Michael Giacchino est devenu en l'espace de 15 ans le jeune compositeur le plus talentueux d'Hollywood. Sa carrière débute ainsi au milieu des années 90 chez Disney Software où il signe la musique des jeux vidéo Mickey Mania, Gargoyles et Maui Mallard. A la fin des années 90, il devient ainsi le pionnier de la musique symphonique de jeux vidéo (en particulier avec Medal of Honor, créé par Steven Spielberg). Après s'être fait la main à la télévision chez ABC Studios sur les séries Alias et Lost, Les Disparus, il est bien vite propulsé sur les grandes productions Pixar à partir du milieu des années 2000 avec Les Indestructibles, Ratatouille, Cars 2 et Là-haut, ce dernier lui permettant de décrocher l'Oscar de la Meilleure Musique de Film en 2009, consécration ultime. C'est donc assez naturellement qu'il se retrouve à composer la musique de John Carter en 2012 ; le film est en effet réalisé par un membre de l'équipe de Pixar, Andrew Stanton, et produit par la compagnie qui l'a suivi depuis ses débuts.

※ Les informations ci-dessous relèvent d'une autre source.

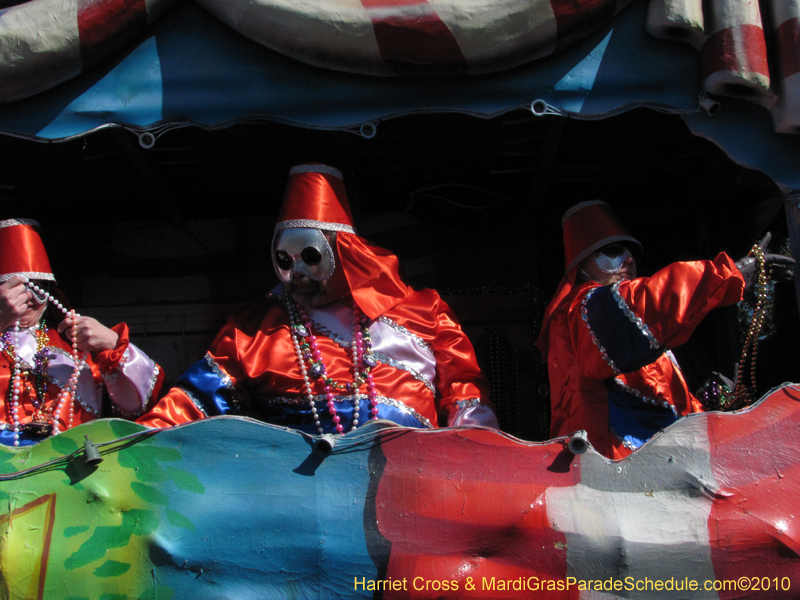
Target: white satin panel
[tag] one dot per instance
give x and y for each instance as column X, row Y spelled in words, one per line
column 130, row 387
column 387, row 340
column 465, row 416
column 90, row 393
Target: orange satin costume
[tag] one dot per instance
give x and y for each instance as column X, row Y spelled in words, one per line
column 123, row 379
column 422, row 368
column 607, row 349
column 124, row 375
column 426, row 371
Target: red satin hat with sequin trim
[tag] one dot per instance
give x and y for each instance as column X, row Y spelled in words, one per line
column 589, row 226
column 22, row 251
column 315, row 197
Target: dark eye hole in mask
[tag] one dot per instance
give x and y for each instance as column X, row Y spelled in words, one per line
column 613, row 250
column 311, row 256
column 284, row 261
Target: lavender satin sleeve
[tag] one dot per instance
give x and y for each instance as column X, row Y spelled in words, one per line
column 131, row 386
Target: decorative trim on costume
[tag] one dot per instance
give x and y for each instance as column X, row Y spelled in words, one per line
column 397, row 327
column 654, row 344
column 317, row 168
column 29, row 275
column 63, row 384
column 620, row 335
column 312, row 224
column 297, row 400
column 600, row 348
column 644, row 398
column 225, row 378
column 151, row 387
column 627, row 443
column 466, row 403
column 13, row 222
column 198, row 404
column 380, row 357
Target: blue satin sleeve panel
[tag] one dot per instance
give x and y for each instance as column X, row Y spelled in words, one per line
column 634, row 420
column 624, row 339
column 211, row 390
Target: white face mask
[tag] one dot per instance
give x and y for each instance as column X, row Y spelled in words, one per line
column 610, row 259
column 302, row 250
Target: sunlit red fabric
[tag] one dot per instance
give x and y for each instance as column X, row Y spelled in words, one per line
column 491, row 523
column 255, row 350
column 372, row 274
column 672, row 303
column 754, row 524
column 22, row 250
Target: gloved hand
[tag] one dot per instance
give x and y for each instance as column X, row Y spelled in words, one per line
column 779, row 267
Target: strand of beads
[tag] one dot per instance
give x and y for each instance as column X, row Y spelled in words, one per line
column 69, row 392
column 16, row 387
column 298, row 331
column 741, row 394
column 308, row 353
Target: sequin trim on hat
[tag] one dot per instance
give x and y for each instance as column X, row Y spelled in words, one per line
column 312, row 224
column 316, row 169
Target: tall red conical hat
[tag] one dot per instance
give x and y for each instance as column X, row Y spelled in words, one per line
column 589, row 226
column 22, row 251
column 315, row 197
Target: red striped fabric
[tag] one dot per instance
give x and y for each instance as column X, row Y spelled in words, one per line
column 576, row 18
column 787, row 38
column 414, row 42
column 738, row 49
column 106, row 26
column 447, row 521
column 754, row 525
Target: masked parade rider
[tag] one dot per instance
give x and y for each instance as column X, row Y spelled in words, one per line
column 340, row 341
column 607, row 334
column 58, row 367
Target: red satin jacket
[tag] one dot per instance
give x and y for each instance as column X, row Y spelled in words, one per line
column 607, row 349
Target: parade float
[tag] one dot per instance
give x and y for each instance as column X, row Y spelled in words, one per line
column 234, row 508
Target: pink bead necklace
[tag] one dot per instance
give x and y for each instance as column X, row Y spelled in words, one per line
column 312, row 366
column 66, row 398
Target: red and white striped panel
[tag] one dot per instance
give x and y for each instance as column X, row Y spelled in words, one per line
column 679, row 20
column 415, row 37
column 45, row 42
column 786, row 18
column 713, row 498
column 734, row 57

Comme il le précise dans le livret du disque, Andrew Stanton a spécifiquement demandé à Michael Giacchino de composer son Star Wars. L'œuvre de John Williams puise ses origines musicales dans les années 30 chez les inventeurs de la musique de film qui eux-mêmes furent inspirés par l'Opéra et le Romantisme, parfaits pour soutenir un film sur le plan de la narration.
C'est donc dans un but essentiellement narratif que Giacchino déploie une multitude de leitmotifs qui incarnent les personnages et les différents peuples de Mars (Barsoom en martien) imaginés par Edgard Rice Burroughs, à la façon d'un Richard Wagner, pionnier de l'Opéra et du Romantisme. Il utilise particulièrement la technique du leitmotif  pour incarner musicalement un personnage ou une idée avec un thème musical revenant dans différentes variations selon les rebondissements du récit.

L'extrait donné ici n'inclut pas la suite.